The key to passing the next coronavirus economic stimulus is a bipartisan mindset, and there hasn't been one on Capitol Hill since the CARES Act was passed in March. Lawmakers on both sides of the aisle are refusing to negotiate, and there haven't even been any talks on a bill in weeks.
Disagreement over attempts to restart talks
Highlighting just how deep the chasm between the GOP and Democrats has become, there is a disagreement about whether the two sides have even attempted to restart talks over the next coronavirus relief package.
Meadows claims he contacted Pelosi's office in an attempt to resume negotiations, but her office claims he only contacted them to verify a phone number and not to reach out about the talks. Even if Meadows did reach out to Pelosi, it's unlikely she would have agreed to meet because she has said they won't resume talks unless the White House agrees to a $2 trillion price tag without discussing what the coronavirus economic stimulus package would contain.

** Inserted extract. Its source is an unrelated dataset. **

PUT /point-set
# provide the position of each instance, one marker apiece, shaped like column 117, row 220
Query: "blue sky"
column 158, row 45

The Trump administration refuses to agree to a blank check of $2 trillion without knowing what the bill will contain. The two sides never even got to negotiating about the contents of the coronavirus relief package.
Unfortunately for those in dire straights for need of relief, no help will be forthcoming until the hostage negotiators arrive in late September. Avoiding a government shutdown alone could be difficult enough without the added complication of talks about a coronavirus relief package.
Thus, it could take even longer than usual to pass legislation dealing with the budget if both sides try to push through their pet projects along with the budget. Neither Democrats nor Republicans seem worried about the millions of Americans who are struggling as news reports indicate that spending on things like groceries has cut back since the stimulus ran out.